Les deux chevaux traînent lentement le vaste break, aux rideaux baissés, où les femmes s’entassent échangeant des rires et des plaisanteries. La voiture roule vers le sommet du djebel Ouach, — la montagne sauvage. La route domine le paysage, les larges ondulations des coteaux se succédant jusqu’aux horizons. Sur leurs flancs de terre noire et grasse, d’argile rouge ou ocreuse, les labours mettent des traînées de velours sombre ou des égratignures sanglantes, — labours profonds de colons aux charrues luisantes, labours effleurant le sol des fellahin à l’araire primitive et émoussée. On distingue l’effort des attelages de bœufs, qui comptent plusieurs couples, et celui des mules maigres, les muscles tendus à rompre pour remonter les pentes. La route s’élève et le paysage livre un plus vaste espace aux couleurs chaudes et nettes. Les sommets chevauchent vers d’autres sommets jusqu’aux limites où la vue peut atteindre dans une sensation de vertige.
A la cime du djebel Ouach, sous des frênes et des bouleaux légers, des étangs étalent leurs eaux douces et mates. Dans la solitude du lieu, les femmes s’ébattent un moment.

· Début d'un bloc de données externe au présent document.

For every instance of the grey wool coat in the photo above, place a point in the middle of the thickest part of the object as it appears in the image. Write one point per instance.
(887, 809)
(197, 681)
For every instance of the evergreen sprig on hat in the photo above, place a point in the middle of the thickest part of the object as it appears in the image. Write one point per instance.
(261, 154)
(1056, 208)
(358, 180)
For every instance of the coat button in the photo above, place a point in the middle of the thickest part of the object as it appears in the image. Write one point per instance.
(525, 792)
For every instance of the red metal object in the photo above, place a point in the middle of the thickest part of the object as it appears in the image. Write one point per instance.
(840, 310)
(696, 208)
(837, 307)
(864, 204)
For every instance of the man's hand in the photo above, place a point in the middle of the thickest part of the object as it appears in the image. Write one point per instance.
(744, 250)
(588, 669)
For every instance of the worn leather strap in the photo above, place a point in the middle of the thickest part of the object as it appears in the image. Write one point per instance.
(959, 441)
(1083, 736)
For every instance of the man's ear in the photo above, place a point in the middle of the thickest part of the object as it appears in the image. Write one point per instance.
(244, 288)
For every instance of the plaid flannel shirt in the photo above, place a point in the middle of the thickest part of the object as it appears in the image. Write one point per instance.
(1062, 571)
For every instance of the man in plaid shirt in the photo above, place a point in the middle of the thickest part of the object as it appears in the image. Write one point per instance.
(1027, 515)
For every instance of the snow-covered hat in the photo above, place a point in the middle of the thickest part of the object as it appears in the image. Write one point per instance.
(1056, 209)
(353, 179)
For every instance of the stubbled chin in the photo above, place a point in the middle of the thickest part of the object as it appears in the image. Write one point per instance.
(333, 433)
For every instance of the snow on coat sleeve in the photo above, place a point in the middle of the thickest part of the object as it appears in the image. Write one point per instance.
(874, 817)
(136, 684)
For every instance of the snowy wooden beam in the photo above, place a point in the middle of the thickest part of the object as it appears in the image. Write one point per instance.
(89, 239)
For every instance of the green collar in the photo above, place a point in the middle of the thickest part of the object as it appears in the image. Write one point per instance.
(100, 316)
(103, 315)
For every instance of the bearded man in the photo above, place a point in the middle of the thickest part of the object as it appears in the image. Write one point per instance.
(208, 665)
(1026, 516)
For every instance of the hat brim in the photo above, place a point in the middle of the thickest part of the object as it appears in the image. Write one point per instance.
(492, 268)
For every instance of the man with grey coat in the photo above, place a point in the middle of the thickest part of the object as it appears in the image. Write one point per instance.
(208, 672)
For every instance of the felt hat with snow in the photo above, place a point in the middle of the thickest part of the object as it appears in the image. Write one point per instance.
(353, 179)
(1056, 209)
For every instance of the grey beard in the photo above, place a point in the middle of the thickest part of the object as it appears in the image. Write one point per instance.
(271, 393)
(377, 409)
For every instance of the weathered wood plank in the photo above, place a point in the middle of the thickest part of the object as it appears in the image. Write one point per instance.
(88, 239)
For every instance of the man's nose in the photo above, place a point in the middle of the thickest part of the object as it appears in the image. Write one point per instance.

Mâadith souhaiterait là le djaouak de Kralouk, être ensorcelée à la fois de son roucoulement et des parfums qui imprègnent la blanche ferachia. Elle se sent un peu ivre, la tête pleine de fumée odorante. Elle rit, d’un rire aussi naïf, avec un esprit aussi enfantin que celui de ses compagnes. Elle jouit infiniment de cette idolâtrie féminine qui environne sa beauté. Elle songe à l’amour : seule préoccupation de ces femmes. Le sentiment charnel, qui fut la joie de ses grand’mères, prend possession de son être délivré. Elle se sent une puissance de plaisir et de domination ; elle règne, elle dont l’orgueil souhaitait de régner, elle règne en dehors de tout renoncement douloureux, de toute énergie vainement dépensée. Elle se laisse aller dans les bras de la tradition avec un grand soupir heureux…

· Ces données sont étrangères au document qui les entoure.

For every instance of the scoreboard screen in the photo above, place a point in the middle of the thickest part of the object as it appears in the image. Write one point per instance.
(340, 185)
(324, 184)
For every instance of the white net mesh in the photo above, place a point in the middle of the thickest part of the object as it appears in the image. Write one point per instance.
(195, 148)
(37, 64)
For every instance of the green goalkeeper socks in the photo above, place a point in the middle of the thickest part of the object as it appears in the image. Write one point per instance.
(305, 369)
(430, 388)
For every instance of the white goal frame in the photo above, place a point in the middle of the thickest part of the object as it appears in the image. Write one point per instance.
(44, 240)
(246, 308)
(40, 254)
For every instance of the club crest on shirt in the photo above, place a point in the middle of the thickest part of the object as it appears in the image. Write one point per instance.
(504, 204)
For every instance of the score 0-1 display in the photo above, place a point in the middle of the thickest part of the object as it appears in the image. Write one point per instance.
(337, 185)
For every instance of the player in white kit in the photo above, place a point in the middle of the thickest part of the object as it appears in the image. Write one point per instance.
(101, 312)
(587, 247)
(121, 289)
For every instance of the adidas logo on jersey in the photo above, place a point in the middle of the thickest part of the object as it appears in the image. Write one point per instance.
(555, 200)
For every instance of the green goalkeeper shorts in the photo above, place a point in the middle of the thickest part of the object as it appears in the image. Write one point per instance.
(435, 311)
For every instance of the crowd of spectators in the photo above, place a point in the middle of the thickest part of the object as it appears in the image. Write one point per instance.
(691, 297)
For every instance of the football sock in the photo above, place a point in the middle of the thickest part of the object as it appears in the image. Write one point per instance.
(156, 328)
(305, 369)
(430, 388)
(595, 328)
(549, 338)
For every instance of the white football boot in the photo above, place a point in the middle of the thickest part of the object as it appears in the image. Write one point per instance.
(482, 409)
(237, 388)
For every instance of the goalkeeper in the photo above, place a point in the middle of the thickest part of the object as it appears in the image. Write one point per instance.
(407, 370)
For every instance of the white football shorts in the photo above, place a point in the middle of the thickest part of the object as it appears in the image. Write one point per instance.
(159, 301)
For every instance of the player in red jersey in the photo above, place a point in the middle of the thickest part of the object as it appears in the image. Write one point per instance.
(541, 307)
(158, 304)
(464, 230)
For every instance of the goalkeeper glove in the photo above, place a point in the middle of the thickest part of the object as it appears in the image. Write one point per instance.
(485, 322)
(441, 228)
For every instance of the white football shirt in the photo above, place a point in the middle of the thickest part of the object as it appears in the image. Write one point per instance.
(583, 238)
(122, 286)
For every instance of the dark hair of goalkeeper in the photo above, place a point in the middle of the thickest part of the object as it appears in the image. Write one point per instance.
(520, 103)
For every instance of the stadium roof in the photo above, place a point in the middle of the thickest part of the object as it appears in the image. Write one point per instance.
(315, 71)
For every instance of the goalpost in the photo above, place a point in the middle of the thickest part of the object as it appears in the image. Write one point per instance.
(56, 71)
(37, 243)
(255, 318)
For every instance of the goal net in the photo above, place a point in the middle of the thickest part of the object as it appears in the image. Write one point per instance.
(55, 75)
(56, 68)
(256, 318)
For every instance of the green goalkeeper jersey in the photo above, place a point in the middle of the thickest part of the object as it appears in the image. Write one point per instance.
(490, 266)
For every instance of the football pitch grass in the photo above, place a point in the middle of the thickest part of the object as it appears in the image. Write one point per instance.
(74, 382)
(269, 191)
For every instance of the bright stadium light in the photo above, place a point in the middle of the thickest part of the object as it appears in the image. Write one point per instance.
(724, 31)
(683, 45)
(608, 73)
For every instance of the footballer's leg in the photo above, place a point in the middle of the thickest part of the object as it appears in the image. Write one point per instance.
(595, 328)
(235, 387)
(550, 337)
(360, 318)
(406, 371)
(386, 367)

— Mâadith, tes petits pieds nus sont deux pigeons au nid de tes babouches ! Mets-les un instant dans l’eau de l’étang, ma petite beauté ; les djenoun viendront chercher leur trace cette nuit.
Mâadith obéit à la fantaisie de la coquette. Ses pieds sont charmants et leurs ongles teints de henné brillent comme des pierres polies.